Couratin made further additions from the Pontifical; before the Ordination Prayer he included a translation of the formula Oremus fratres carissimi ...; and, during the administration of Holy Communion, the Choir were to sing the Jam non dicam vos servos .... He introduced the Offering by the Newly-ordained to the Bishop, and provided a formula: the Pontiff said "I will offer in his dwelling an oblation with great gladness: I will sing and speak praises unto the Lord"; and the choir sang "Ye have not chosen me ...". Then, during "The offering of the Bread and Wine" the choir sang "Tu es sacerdos in aeternum secundum ordinem Melchisedech". It is not difficult to detect here a determination to restore that sense of Sacrifice and Priesthood which Apostolicae curae had complained that Cranmer had eliminated.
Apostolicae curae did, however, have a point.
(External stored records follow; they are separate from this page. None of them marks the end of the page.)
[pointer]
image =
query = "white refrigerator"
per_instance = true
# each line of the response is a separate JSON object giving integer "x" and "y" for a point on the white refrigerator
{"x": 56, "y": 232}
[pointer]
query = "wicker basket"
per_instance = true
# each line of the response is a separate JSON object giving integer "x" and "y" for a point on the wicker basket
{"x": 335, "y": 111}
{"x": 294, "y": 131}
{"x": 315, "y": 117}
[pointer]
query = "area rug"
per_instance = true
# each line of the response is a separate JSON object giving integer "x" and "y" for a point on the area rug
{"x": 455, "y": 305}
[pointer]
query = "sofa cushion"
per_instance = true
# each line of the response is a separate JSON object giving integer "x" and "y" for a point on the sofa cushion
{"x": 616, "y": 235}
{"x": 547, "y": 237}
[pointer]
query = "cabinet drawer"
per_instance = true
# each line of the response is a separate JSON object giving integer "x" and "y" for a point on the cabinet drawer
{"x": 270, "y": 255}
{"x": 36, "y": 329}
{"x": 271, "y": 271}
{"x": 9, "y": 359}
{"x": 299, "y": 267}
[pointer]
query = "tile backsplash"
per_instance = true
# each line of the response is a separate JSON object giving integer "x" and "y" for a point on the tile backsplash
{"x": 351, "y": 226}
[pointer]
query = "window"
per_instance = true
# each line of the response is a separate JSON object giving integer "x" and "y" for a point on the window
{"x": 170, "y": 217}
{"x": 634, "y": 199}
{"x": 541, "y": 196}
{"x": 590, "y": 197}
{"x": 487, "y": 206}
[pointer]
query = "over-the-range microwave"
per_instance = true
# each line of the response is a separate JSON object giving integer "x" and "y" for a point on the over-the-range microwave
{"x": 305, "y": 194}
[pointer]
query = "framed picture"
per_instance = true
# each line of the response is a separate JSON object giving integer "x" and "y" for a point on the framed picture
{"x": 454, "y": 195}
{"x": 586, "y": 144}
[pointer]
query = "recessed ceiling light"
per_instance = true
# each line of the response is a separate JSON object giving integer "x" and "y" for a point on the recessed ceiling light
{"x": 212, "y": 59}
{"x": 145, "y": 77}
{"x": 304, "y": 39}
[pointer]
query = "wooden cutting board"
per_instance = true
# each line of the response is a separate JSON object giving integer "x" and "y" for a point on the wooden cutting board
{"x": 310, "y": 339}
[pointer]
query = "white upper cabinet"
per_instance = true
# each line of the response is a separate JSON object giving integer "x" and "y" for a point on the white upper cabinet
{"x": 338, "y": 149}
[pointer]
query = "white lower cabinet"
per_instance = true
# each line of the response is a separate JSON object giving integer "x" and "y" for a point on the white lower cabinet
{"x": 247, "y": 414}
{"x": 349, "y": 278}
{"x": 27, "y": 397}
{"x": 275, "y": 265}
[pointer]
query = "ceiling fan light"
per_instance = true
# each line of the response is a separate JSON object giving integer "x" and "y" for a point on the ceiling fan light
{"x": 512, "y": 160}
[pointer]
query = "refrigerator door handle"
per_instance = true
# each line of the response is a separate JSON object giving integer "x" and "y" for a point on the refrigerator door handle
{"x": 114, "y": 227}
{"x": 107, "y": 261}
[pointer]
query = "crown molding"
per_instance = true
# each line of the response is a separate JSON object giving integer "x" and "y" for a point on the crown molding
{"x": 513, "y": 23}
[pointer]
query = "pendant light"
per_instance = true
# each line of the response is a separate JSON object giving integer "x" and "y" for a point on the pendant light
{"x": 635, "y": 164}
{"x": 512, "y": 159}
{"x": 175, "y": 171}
By eliminating the part of the Roman Canon which followed the Consecration, the Prayer Book Rite presented Anglo-Catholics with a problem. Having successfully taught their laity that the bread and wine truly became the Lord's Body and Blood, they found they had a rite in which the Consecration now appeared merely to be a way of securing the Presence so that it could be adored and/or received. This was accentuated by the growing practice of singing the Agnus Dei after the Consecration. My learned predecessor at S Thomas's, Trevor Jalland, observed "Thus the whole attention of the worshippers is concentrated on the Presence at the very time when there should be thought of sacrificial offering" (This our Sacrifice, 1933, 146sqq.). He went on to suggest that "a partial remedy lies ready to hand". He recommended the use of hymns "expressive of the sacrificial aspect of the Eucharist", mentioning in particular one of a number of hymns composed by W W H Jervois designed to paraphrase parts of the Unde et memores and to teach the doctrine of the Mass as a propitiatory sacrifice for the departed as well as for the living. This hymn was duly introduced into the Oxford rite of Ordination between the Consecration and the Agnus Dei.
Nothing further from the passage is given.